The dfs function recursively simulates the ball's trajectory. The main function iterates through each column, dropping a ball and using dfs to find its final position or determine if it gets stuck.

Time and Space Complexity Analysis

  • Time Complexity: O(m * n), where 'm' is the number of rows and 'n' is the number of columns.
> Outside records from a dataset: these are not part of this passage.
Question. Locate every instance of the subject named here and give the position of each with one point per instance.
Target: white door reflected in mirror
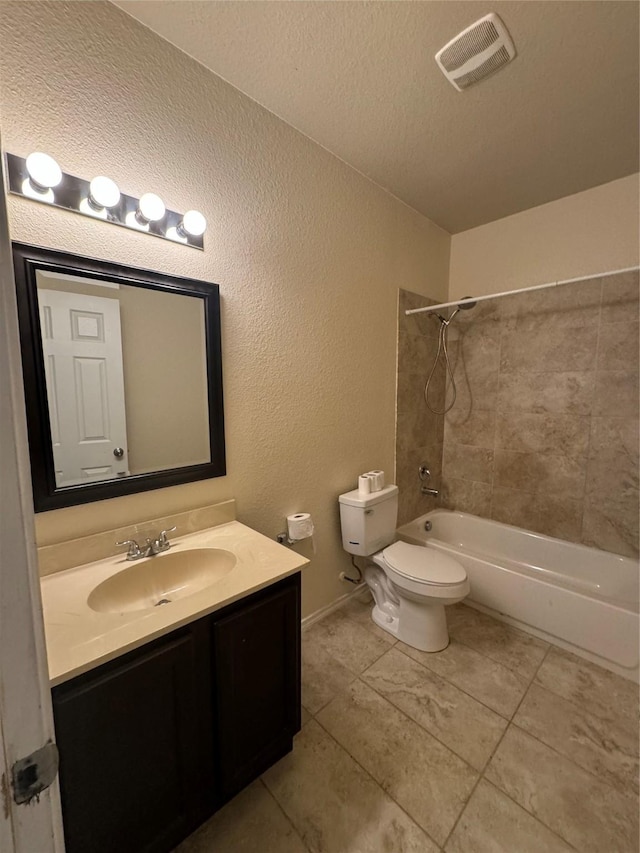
(126, 376)
(82, 347)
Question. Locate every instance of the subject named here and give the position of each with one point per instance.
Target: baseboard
(335, 605)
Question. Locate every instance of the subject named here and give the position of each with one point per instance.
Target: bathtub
(580, 598)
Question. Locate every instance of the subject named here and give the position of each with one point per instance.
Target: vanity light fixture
(43, 174)
(150, 209)
(192, 224)
(102, 197)
(38, 175)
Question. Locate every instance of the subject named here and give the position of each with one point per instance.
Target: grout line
(493, 752)
(453, 684)
(378, 785)
(286, 816)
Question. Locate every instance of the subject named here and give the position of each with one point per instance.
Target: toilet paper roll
(377, 480)
(299, 526)
(364, 484)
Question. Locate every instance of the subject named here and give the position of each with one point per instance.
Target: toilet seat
(423, 565)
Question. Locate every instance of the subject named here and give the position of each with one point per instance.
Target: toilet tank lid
(355, 498)
(424, 563)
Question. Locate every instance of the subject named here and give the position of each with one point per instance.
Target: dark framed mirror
(122, 374)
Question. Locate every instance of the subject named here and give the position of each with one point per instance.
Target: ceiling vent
(476, 52)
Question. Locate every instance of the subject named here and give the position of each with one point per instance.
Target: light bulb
(44, 172)
(103, 192)
(150, 208)
(193, 223)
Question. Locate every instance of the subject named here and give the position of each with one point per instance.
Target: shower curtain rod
(429, 308)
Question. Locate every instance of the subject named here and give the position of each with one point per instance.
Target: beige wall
(583, 234)
(309, 256)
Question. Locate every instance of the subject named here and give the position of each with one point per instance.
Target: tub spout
(426, 491)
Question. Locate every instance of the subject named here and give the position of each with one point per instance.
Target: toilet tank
(368, 521)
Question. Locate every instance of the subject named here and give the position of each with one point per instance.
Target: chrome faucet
(150, 548)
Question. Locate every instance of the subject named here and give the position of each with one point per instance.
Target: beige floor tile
(423, 776)
(502, 643)
(595, 744)
(468, 728)
(322, 676)
(586, 812)
(346, 641)
(491, 683)
(335, 806)
(597, 690)
(492, 823)
(251, 821)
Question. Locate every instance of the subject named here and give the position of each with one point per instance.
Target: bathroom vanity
(201, 696)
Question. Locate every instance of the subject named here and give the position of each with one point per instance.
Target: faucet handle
(134, 551)
(163, 540)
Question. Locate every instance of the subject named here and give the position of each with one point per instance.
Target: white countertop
(79, 638)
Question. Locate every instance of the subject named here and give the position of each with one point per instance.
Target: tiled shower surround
(544, 431)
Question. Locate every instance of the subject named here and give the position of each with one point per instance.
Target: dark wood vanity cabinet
(152, 743)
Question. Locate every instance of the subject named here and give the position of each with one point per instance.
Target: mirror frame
(27, 261)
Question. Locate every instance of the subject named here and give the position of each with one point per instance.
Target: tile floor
(499, 744)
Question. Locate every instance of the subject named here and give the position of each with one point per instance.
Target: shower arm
(459, 302)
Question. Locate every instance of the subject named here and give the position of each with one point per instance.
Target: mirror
(123, 377)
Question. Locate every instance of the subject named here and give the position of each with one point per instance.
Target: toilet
(411, 585)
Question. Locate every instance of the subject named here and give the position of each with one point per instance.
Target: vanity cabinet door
(135, 748)
(257, 684)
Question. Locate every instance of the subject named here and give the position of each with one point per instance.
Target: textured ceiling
(360, 79)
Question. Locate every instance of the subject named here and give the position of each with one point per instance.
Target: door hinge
(32, 774)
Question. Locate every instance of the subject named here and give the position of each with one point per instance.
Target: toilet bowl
(411, 584)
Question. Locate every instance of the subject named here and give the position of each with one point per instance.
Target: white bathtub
(580, 598)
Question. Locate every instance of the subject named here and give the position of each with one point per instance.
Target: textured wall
(544, 434)
(583, 234)
(308, 253)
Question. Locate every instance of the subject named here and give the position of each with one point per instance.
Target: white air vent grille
(477, 52)
(468, 44)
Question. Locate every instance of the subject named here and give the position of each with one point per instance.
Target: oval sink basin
(161, 580)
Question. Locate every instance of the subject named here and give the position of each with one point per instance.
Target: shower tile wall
(419, 433)
(544, 432)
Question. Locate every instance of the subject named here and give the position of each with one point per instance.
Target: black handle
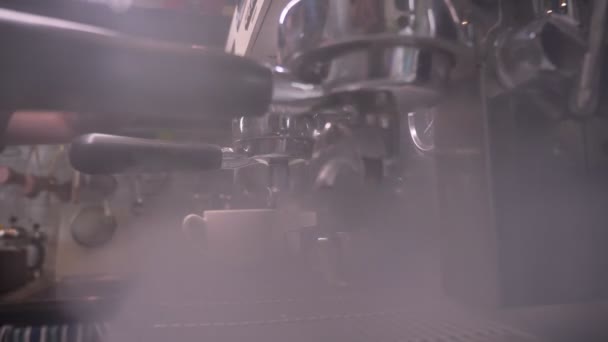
(109, 154)
(47, 63)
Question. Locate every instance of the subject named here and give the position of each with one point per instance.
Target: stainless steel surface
(545, 52)
(279, 134)
(365, 316)
(374, 45)
(286, 89)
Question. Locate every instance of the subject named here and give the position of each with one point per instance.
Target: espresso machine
(418, 170)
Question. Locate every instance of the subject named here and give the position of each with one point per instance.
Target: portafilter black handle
(52, 64)
(111, 154)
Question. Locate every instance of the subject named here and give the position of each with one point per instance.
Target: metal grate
(335, 319)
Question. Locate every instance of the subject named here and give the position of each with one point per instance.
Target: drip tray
(361, 317)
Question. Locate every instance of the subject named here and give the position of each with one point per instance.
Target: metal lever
(109, 154)
(54, 64)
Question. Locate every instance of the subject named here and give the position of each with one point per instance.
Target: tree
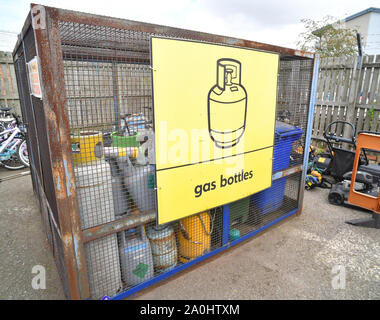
(328, 37)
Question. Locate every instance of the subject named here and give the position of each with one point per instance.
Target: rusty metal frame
(50, 53)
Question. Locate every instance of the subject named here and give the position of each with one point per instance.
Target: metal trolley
(86, 136)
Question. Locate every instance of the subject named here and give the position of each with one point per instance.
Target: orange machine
(372, 142)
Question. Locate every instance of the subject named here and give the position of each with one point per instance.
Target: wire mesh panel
(107, 97)
(107, 78)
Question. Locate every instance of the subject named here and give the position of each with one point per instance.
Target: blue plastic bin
(271, 199)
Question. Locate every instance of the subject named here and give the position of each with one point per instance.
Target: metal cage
(96, 202)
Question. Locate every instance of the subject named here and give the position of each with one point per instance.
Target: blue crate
(271, 199)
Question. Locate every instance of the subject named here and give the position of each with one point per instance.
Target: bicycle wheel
(22, 153)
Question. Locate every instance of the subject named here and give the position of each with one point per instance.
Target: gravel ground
(294, 260)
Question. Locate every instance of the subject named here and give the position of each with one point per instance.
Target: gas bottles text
(223, 182)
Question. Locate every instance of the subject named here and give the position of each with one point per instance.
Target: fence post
(352, 99)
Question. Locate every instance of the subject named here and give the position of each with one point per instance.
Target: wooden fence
(347, 93)
(8, 85)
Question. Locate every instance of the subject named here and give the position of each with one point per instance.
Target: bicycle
(13, 148)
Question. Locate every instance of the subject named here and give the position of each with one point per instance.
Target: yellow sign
(214, 117)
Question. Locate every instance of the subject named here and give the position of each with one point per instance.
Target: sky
(269, 21)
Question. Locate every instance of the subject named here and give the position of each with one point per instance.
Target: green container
(124, 141)
(239, 211)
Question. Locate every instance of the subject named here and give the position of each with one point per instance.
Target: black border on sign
(154, 122)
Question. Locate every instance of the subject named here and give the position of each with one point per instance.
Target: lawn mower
(367, 200)
(367, 176)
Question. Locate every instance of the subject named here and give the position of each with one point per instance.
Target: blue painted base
(181, 267)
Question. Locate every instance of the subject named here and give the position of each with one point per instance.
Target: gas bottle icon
(227, 105)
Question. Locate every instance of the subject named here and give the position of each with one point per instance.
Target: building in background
(367, 22)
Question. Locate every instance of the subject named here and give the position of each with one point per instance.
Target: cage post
(48, 46)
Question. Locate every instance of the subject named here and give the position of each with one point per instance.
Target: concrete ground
(295, 260)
In the worst case, each ball might traverse all rows.
  • Space Complexity: O(m) due to the recursive depth of the DFS calls. The recursion depth is at most 'm' (the number of rows).

Code Implementation (Python)

class Solution:
    def findBall(self, grid: List[List[int]]) -> List[int]:
        m, n = len(grid), len(grid[0])
        
        def dfs(i: int, j: int) -> int:
            if i == m:
                return j
            if j == 0 and grid[i][j] == -1:
                return -1
            if j == n - 1 and grid[i][j] == 1:
                return -1
            if grid[i][j] == 1 and grid[i][j + 1] == -1:
                return -1
            if grid[i][j] == -1 and grid[i][j - 1] == 1:
                return -1
            return dfs(i + 1, j + 1) if grid[i][j] == 1 else dfs(i + 1, j - 1)
 
        return [dfs(0, j) for j in range(n)]

The Python code directly implements the DFS approach described above. Other languages (Java, C++, JavaScript, etc.) would have similar implementations, following the same logic. The key is the recursive dfs function that simulates the ball's path and handles the stuck conditions.